It's that time of year when you look your lover in the eyes, feel that stirring in your stomach, and hear you inner voice ask: "Is this the best I can do?"
Please, I don't mean to sound, well, mean.
It's just that in these days that champion immediacy and disposability, somehow interpersonal relations have become just another commodity.
Having mused on these thoughts in the shower, my inbox was kissed with an e-mail that told me 1 in 10 relationships among 35- to 55-year-olds will end on or before Valentine's Day.
It seems that 62 percent of women will do the dumping, while a mere 55 percent of men will rise from the couch (or not) to put their relationships to the sword.
According to a survey, that is.
Could this be because February 14 puts our love lives into sharp relief?
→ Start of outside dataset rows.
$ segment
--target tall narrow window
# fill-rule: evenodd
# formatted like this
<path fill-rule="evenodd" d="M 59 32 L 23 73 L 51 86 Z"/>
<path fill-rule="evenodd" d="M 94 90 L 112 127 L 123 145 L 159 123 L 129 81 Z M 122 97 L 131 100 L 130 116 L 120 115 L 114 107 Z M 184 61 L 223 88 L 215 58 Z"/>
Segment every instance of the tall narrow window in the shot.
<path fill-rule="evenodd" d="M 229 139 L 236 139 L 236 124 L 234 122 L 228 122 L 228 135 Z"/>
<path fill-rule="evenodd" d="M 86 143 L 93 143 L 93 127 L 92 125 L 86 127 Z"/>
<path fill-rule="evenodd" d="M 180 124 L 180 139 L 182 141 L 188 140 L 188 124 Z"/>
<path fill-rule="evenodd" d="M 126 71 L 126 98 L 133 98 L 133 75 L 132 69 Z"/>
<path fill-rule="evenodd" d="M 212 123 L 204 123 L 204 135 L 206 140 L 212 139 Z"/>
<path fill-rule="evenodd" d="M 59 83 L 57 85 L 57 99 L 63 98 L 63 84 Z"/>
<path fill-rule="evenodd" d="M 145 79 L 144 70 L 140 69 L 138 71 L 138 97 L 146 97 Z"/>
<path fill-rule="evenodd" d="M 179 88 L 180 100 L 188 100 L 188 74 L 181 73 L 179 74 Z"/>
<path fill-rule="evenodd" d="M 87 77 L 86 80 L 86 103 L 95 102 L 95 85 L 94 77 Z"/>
Could it be because restaurants and florists take this opportunity to gouge pockets within an inch of tearing trouser legs?
Perhaps it's both.
This utterly mesmerizing survey reveals that men are becoming more adept at online dating. Indeed, one in four won't leave the couch to find love. It also reveals that men just don't want to spend the moula to hula anymore.
Of those surveyed, 96 percent said they wouldn't spend anywhere near $1,000 in order to find their perfect match.
How very chill-infused men have become.
Indeed, this survey suggested that a mere 65 percent of men want to be in a relationship at all, in contrast to 76 percent of women.
My eyes still being blurry from the week's pressure, it took me awhile to realize who had sponsored this survey.
It was only when I read one conclusion -- that men are twice as likely to prefer an Eastern European accent than are women -- that I focused on the sponsor as being AnastasiaDate.com.
The site offers a heady promise: "The World's Most Beautiful Women."
More Technically Incorrect
This made me wonder whether the sentence was incomplete, the full version being "The World's Most Beautiful Women From Murmansk."
The general tenor of the site gives the impression that its target market is somewhat skewed. And then there's the idea that this is "your fastest way to a stack of replies."
I assume this is somewhat similar to having a binder full of women.
Still, the survey was performed by the grave-faced diggers at Harris Interactive, so I have to assume that its methodology was sound.
Of course, the boon that this appears to give to online dating is obvious. Business will surely be booming this week. Even the most couch-bound can -- at least theoretically -- find some information about whom they might ultimately meet in person.
They can make their sedentary judgments before agreeing to meet anyone at all. This, of course, assumes that this anyone looks like their pictures and has a vague interest in telling the truth.
The saddest part, though, as relationships flourish or crumble this week, is that respondents' biggest complaint is that it's far too difficult to meet people in person.
Could that be because everyone's nose is permanently parked in a gadget?